お前がいる場所が、好き。Ⅰ
それに今の彼女の感情は、かなり高ぶっているだろう。わたしの話を最後まで聞いていない。
「ちょっと落ち着いて? 最後までわたしの話を聞いてもらっていい?」
わたしは、桜花ちゃんの手を肩から話した。
「沙織ちゃんとは、すぐに話を終わらせたいの。だから長くしないで」
「は、はあ。今、続けてる塾は、本当に好きだから。体験には行けない、ごめんね」
そう言って、わたしはその場を立ち去ろうとした。
「やっぱり陸男くんがいいの?」
震えた声で聞いてくる桜花ちゃん。
「だから、1番の理由は違うよ……」
「後ろ行って」
桜花ちゃんの言う通り、わたしは一歩後ずさった。
「もっと」
「え? あんまり後ろ行くと、湖に落っこちるから……。
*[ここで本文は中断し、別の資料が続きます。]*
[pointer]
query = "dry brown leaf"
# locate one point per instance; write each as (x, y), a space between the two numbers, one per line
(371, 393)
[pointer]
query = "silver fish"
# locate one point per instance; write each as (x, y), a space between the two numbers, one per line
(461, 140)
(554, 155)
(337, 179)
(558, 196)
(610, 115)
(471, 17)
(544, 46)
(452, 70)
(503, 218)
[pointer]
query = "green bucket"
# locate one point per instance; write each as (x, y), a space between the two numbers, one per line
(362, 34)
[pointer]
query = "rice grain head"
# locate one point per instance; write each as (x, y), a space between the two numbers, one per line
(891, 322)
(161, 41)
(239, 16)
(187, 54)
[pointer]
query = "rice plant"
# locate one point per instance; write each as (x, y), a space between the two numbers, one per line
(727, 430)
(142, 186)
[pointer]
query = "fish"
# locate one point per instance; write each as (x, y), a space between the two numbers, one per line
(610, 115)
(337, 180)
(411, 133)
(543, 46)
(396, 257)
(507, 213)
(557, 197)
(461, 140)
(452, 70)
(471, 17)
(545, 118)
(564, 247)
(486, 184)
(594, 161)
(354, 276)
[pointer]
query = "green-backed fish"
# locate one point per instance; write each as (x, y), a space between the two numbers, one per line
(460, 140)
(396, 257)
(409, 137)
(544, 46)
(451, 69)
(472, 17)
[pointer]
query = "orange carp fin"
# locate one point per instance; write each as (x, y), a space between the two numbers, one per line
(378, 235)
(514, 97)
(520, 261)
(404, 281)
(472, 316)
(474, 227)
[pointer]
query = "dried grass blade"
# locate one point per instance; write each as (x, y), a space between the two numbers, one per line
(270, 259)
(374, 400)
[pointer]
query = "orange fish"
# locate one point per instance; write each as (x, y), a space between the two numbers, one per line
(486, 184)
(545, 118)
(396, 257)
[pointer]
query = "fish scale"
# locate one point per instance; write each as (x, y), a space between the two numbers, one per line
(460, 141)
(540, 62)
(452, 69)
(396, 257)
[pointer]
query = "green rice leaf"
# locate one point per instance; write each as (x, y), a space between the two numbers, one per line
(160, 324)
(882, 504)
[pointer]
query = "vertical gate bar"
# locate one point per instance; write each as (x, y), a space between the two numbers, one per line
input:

行けないよ」
「なら陸男くんとは、もう話さないで」
一歩歩いて、桜花ちゃんは近づいてくる。
「ど、どうして……?」
「聞けば分かるじゃない!」
涙目になって、桜花ちゃんは叫ぶ。
「わたしの方がずっと前から、陸男くんを好きだから! あんたが邪魔なの!」
ふん、という声を出して桜花ちゃんはわたしを突き飛ばした。そのまま、わたしは空気のない、水中へと身体が移動した。